Faut-il se reconvertir si on veut trouver le bonheur au travail ? C’est une des pistes, mais cela demande aussi de la réflexion et du travail sur soi. Analyse avec Noëmi Panizieri, psychologue et experte en bien-être au travail.
Par Par Georges Xouras
Temps de lecture: 5 min

Peut-on définir le bonheur au travail ?

C’est tellement subjectif. Je parlerais plutôt de bien-être au travail : avoir un travail dans lequel on peut venir puiser de l’énergie, un travail qui est aussi une ressource pour nous. Ces ressources peuvent prendre différentes formes : le relationnel (les relations avec les collègues et les chefs), le contenu du travail (les tâches que l’on aime faire), les conditions de travail (l’équilibre avec la vie privée par exemple), l’environnement ainsi que la manière dont le travail est organisé et réparti.

Peut-on le quantifier ?

Il dépend d’une personne à l’autre. Ce qui est générateur de bonheur pour moi ne le sera pas forcément pour quelqu’un d’autre. C’est quantifiable individuellement : il est important de connaître ce qui nous donne de l’énergie et ce qui nous en prend aussi. Tant que la balance est positive, on est dans le bon. Le souci est quand on a des contraintes. Je veux aussi mettre en avant que pour avoir une bonne vitalité, on doit travailler sur 3 piliers : notre travail, nos relations sociales et le temps que l’on prend pour nous. L’idée est vraiment de travailler ces 3 aspects pour être heureux et avoir de l’énergie. Car chacun de ces piliers a une influence sur les autres. Et si l’un s’écroule, les deux peuvent continuer à nous porter.

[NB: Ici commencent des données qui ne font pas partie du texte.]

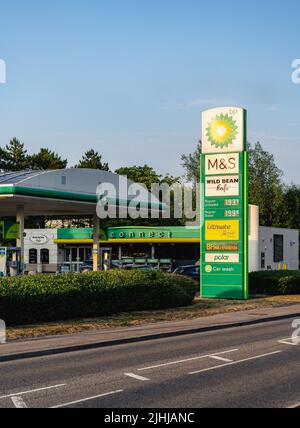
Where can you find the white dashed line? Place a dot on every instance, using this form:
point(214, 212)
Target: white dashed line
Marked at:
point(71, 403)
point(19, 402)
point(236, 362)
point(289, 341)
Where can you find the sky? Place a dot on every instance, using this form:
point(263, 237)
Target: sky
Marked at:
point(130, 78)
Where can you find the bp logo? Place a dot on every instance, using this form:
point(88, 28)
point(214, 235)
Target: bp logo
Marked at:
point(222, 131)
point(208, 269)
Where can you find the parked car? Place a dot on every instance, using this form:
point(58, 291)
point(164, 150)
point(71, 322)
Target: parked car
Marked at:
point(190, 271)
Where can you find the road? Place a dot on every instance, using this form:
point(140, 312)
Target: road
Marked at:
point(246, 367)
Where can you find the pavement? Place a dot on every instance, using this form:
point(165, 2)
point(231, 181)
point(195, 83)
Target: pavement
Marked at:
point(249, 366)
point(24, 349)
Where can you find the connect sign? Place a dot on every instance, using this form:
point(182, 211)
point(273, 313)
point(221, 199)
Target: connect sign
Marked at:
point(224, 204)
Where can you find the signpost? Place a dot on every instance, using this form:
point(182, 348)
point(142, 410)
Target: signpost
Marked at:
point(224, 204)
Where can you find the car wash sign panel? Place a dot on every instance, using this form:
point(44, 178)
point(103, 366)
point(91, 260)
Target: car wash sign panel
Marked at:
point(224, 204)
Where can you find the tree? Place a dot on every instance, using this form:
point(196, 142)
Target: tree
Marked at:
point(265, 185)
point(92, 160)
point(46, 159)
point(13, 157)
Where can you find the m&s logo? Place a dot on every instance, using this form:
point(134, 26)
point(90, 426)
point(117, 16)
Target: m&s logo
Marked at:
point(2, 71)
point(296, 72)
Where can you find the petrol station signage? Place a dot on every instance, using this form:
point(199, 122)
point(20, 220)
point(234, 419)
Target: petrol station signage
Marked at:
point(224, 204)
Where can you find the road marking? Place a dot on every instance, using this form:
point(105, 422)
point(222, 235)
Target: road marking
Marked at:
point(236, 362)
point(289, 341)
point(187, 360)
point(71, 403)
point(17, 394)
point(19, 402)
point(143, 379)
point(226, 360)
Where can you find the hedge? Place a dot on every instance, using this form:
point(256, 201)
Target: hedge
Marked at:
point(275, 282)
point(44, 298)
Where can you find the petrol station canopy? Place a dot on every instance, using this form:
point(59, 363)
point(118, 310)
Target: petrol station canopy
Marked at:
point(60, 192)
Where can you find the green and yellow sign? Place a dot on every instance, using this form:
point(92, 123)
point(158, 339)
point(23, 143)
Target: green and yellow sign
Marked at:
point(224, 204)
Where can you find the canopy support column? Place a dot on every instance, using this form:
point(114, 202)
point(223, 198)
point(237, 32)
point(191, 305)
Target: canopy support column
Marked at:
point(96, 244)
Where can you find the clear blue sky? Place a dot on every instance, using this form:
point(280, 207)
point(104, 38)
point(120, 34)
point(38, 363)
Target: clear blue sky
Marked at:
point(131, 77)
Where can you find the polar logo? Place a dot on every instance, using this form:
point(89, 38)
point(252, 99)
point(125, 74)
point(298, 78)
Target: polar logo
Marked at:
point(2, 332)
point(296, 72)
point(2, 71)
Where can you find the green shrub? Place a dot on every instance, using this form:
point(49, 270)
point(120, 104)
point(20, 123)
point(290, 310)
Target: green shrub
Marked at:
point(275, 282)
point(43, 298)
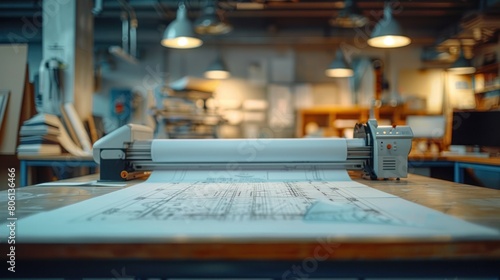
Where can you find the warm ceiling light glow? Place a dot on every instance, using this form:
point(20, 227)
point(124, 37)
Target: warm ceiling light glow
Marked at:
point(179, 33)
point(217, 74)
point(217, 69)
point(387, 33)
point(339, 73)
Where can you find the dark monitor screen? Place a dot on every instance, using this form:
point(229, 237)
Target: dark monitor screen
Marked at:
point(476, 128)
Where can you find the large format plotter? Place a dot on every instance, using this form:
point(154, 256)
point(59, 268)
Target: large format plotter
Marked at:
point(381, 151)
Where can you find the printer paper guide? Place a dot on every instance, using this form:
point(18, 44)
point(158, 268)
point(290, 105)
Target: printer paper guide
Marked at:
point(233, 205)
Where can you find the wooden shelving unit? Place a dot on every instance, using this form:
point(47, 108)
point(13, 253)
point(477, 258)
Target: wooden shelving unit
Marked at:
point(487, 87)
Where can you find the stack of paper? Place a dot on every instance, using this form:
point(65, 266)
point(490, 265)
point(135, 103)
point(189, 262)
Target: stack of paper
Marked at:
point(39, 136)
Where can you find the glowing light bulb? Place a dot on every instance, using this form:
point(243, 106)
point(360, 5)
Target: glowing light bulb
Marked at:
point(182, 41)
point(389, 41)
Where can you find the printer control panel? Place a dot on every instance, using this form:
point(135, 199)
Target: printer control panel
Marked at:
point(391, 146)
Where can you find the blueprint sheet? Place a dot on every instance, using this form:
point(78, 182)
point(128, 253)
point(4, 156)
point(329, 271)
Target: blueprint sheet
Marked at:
point(180, 205)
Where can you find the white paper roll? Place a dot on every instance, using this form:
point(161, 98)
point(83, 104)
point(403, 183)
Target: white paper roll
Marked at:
point(249, 150)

Le bonheur passe-t-il par une reconversion professionnelle ?

Ce n’est pas le seul. Mais c’est un moyen d’y avoir accès ou de s’en approcher le plus près possible. Toutes les reconversions n’amènent pas forcément au bien-être. Se reconvertir, c’est prendre le risque d’être plus heureux. Il faut une anticipation positive, avoir la conviction que ça va marcher, être motivé et déterminé. Et après, il faut continuer à ajuster notre réalité de travail pour qu’elle nous convienne le plus possible. C’est un travail constant en quelque sorte.

Selon une enquête d’Acerta, un Belge actif sur trois pense à changer d’emploi et de secteur. En 2020, près de 4 Belges sur 10 pensaient à une reconversion professionnelle dans les 12 mois. Que pensez-vous de ces chiffres ?

Cela ne m’étonne pas. Ces chiffres correspondent à ceux du stress et du bien-être au travail. Car le niveau de bien-être au travail pousse souvent les travailleurs à envisager une reconversion professionnelle. Tout ce qui peut être une ressource peut aussi être une contrainte et une source de mal-être. Ces contraintes font qu’on se dit qu’il serait bon d’aller prendre de l’oxygène ailleurs et ne plus les subir.

Vouloir se reconvertir veut-il forcément dire qu’on passe le cap ? Est-ce que tout le monde en est capable ?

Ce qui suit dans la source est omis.